Gulalai Ismail – despite being placed under a travel ban by Pakistani officials – somehow managed to make it to New York, where she is now living with her sister and pursuing political asylum, reports say. She had been arrested in Pakistan multiple times over the past year.
"If I had ended up in prison and tortured for many years, my voice would have been silenced,” she told the AFP this week.
Pakistani dissident and feminist Gulalai Ismail poses during a photo session before an interview with the AFP in Washington, D.C., on Thursday.
(Getty Images)
Ismail, 32, landed on the radar of Pakistani authorities after speaking out about alleged abuses committed by the country’s military.
She says an army operation to remove militants near Pakistan’s border with Afghanistan has resulted in the sexual harassment of women.
"Dozens of women had come to tell us that the incident of sexual harassment was not unique,” Ismail told the AFP. “It is systematic.
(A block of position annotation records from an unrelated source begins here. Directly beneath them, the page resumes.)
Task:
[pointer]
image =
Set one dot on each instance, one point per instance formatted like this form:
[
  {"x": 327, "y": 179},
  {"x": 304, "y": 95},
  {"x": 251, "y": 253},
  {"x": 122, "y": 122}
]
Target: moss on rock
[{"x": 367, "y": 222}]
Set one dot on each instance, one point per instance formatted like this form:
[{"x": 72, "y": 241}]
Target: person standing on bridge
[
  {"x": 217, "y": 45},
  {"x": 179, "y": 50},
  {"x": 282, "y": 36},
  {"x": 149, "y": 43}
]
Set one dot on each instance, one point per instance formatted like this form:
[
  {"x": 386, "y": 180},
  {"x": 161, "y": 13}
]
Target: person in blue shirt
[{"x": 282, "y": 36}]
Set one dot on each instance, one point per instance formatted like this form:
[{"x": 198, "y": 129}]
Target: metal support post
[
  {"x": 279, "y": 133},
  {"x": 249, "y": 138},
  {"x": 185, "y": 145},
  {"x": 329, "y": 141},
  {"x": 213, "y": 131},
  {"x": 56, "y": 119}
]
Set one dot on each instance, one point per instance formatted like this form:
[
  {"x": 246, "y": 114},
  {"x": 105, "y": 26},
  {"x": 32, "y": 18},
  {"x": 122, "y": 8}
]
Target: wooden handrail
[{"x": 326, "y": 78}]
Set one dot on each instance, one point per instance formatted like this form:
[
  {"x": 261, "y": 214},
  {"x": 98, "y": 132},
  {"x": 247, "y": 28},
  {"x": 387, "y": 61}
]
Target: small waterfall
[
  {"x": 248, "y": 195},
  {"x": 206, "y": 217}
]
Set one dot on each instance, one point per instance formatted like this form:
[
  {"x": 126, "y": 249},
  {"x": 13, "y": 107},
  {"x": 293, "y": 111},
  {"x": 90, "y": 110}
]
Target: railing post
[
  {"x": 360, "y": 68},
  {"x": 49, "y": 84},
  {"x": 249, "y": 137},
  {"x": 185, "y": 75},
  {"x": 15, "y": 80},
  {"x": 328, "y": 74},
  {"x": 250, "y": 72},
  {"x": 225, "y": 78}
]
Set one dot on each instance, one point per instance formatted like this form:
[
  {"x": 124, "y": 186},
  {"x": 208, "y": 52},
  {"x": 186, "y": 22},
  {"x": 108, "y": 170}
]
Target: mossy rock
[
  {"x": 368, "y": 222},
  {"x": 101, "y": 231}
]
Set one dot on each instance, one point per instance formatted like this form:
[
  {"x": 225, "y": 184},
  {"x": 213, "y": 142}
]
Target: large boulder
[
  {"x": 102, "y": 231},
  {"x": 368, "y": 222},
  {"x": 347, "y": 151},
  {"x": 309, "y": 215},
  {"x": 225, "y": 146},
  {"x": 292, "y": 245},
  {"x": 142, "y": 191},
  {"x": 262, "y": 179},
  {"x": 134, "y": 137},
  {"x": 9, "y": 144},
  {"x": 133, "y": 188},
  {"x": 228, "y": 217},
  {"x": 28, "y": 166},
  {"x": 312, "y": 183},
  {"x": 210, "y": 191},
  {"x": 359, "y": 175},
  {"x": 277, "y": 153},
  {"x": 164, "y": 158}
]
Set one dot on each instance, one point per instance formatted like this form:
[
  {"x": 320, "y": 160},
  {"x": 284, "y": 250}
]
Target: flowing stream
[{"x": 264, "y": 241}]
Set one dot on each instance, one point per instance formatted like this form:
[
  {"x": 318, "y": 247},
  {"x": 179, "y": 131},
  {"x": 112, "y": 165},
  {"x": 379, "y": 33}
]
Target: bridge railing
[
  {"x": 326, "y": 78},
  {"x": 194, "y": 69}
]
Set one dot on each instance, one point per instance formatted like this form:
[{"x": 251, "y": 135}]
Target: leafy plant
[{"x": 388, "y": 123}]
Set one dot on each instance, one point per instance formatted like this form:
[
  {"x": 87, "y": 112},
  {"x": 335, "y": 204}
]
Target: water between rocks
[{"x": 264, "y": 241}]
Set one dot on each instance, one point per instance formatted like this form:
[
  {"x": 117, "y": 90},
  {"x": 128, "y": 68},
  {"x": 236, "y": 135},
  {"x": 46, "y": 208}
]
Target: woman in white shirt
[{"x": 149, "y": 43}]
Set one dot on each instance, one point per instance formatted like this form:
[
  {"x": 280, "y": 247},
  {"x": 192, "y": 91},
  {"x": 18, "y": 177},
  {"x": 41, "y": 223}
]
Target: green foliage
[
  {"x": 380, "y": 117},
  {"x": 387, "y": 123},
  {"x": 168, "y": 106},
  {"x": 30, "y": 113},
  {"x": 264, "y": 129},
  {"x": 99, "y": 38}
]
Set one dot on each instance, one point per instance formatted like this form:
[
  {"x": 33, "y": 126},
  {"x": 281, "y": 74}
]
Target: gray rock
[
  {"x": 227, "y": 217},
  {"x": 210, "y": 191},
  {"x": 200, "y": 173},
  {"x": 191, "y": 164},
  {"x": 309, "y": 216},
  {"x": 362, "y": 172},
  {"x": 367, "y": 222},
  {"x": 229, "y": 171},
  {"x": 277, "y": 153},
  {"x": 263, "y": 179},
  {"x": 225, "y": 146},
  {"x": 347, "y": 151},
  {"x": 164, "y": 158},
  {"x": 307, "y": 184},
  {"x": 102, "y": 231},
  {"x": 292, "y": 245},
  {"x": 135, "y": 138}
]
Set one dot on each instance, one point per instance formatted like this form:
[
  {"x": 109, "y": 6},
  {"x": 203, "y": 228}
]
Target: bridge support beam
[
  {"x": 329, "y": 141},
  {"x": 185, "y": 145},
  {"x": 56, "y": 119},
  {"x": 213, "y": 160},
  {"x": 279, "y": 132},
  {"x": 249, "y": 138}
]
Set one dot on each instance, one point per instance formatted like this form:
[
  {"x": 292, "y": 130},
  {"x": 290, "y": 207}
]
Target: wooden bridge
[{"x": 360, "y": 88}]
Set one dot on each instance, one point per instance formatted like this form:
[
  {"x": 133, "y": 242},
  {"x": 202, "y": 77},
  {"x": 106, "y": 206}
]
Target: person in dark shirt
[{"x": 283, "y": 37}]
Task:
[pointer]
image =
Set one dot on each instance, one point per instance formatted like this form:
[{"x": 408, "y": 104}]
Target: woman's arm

It had been happening for years."
"When a man stands up, he is mostly against the state oppression," she added. "But when a woman stands up, she is fighting oppression on many levels — fighting cultural norms, fighting the patriarchy and the state oppression."
Ismail, when she was a teenager, founded the Aware Girls organization, which works “to empower young women, advocate for equal rights of young women, and to strengthen their capacity enabling them to act as agents of women empowerment and Social Change.”
She has been arrested in Pakistan three times since October 2018, according to the BBC. In her latest arrest, in May, she was charged with incitement of violence against state institutions after speaking at a protest following the rape and murder of a 10-year-old girl, the Alliance for Peacebuilding says.
Ismail’s father, Muhammed, told the BBC that there have been six cases filed against her in Pakistani courts and that she fled the country over concerns for her safety.
"The last few months have been awful,” she also told the station. “I have been threatened, harassed, and I am lucky to be alive."